À quelques heures d’un scrutin présidentiel sous haute tension, le portrait de Robert Kyagulanyi, alias Bobi Wine, s’affiche sur les murs de la capitale comme l’unique rempart d’une jeunesse ougandaise assoiffée de changement. Récit de l’ascension d’un homme qui fait trembler le pouvoir, entre gilet pare-balles et slogans de rupture.
L’image est devenue virale : un homme de 43 ans, le visage marqué par la fatigue mais le regard résolu, haranguant une foule compacte depuis le toit d’un 4×4, coiffé d’un casque de protection. Ce n’est pas une scène de guerre, mais le quotidien de la campagne électorale de Robert Kyagulanyi. Pour celui que ses partisans appellent encore le « Président du Ghetto », l’élection du 15 janvier 2026 n’est pas qu’un simple rendez-vous démocratique : c’est une mission de survie.

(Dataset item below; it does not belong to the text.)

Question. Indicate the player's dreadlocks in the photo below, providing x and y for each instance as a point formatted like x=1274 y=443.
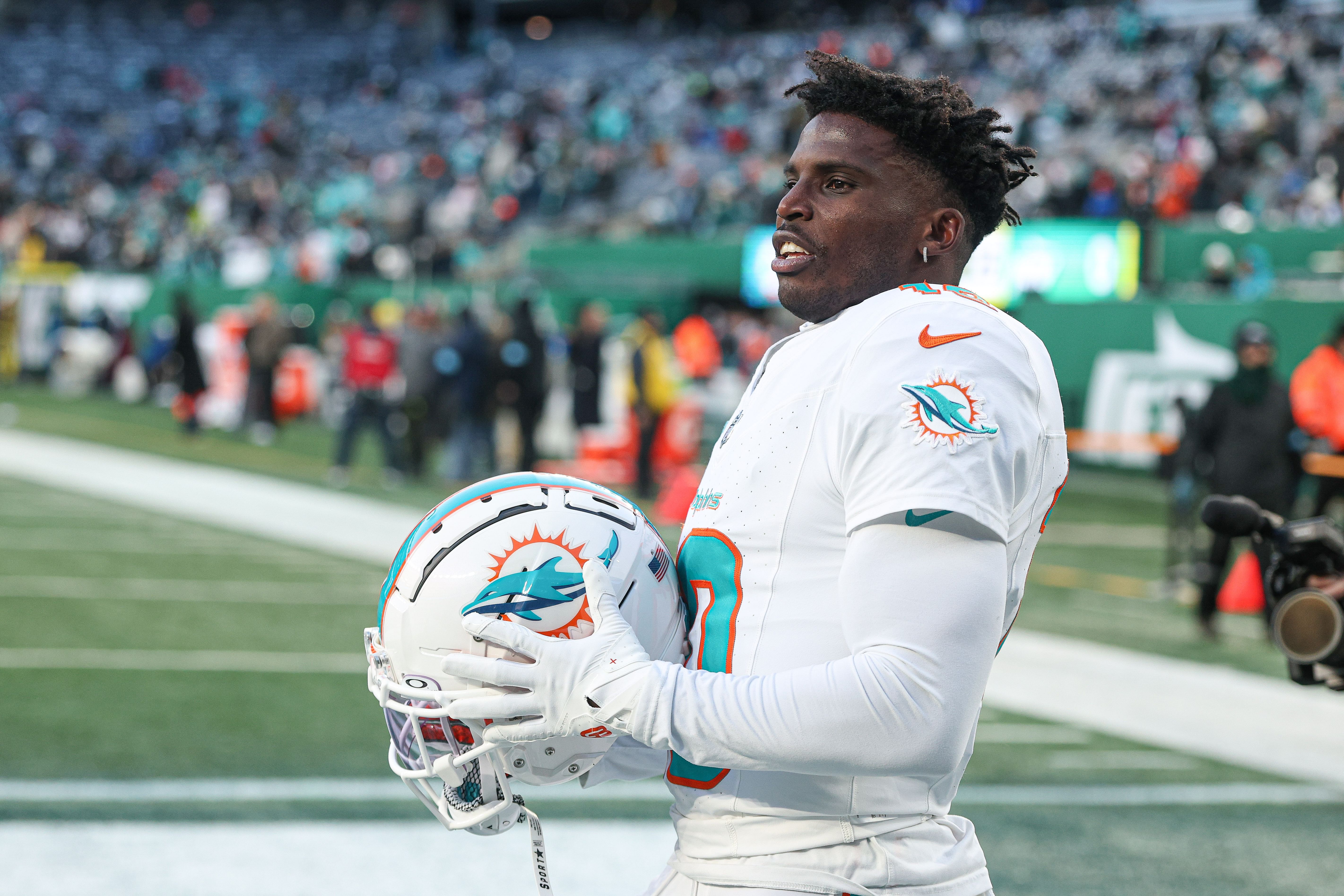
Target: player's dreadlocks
x=936 y=123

Du micro à la politique : la voix des sans-voix
Rien ne prédestinait cet enfant des bidonvilles de Kamwokya à défier l’un des plus anciens dirigeants d’Afrique. Star du reggae et du dancehall, Bobi Wine a longtemps fait danser l’Ouganda avant de le faire réfléchir. En 2017, il échange ses dreadlocks pour le costume de député. Sa musique, qu’il nomme « edutainment » (éducation par le divertissement), devient une profession de foi. Corruption, chômage, manque de soins : il chante le quotidien des jeunes Ougandais.
Le symbole d’une fracture générationnelle
Le 15 janvier, le duel sera total. D’un côté, Yoweri Museveni, 81 ans, ex-guérillero au pouvoir depuis 1986, dont la légitimité repose sur la stabilité passée. De l’autre, Bobi Wine, 43 ans, né quatre ans avant l’arrivée de son rival au palais présidentiel. Pour les 75 % d’Ougandais de moins de 30 ans, Bobi Wine est le miroir de leurs aspirations. Son parti, la National Unity Platform (NUP), est devenu en quelques années la première force d’opposition au Parlement. « Nous ne nous battons pas contre un homme, mais contre un système qui nous a oubliés », répète-t-il lors de ses meetings, souvent interrompus par des gaz lacrymogènes.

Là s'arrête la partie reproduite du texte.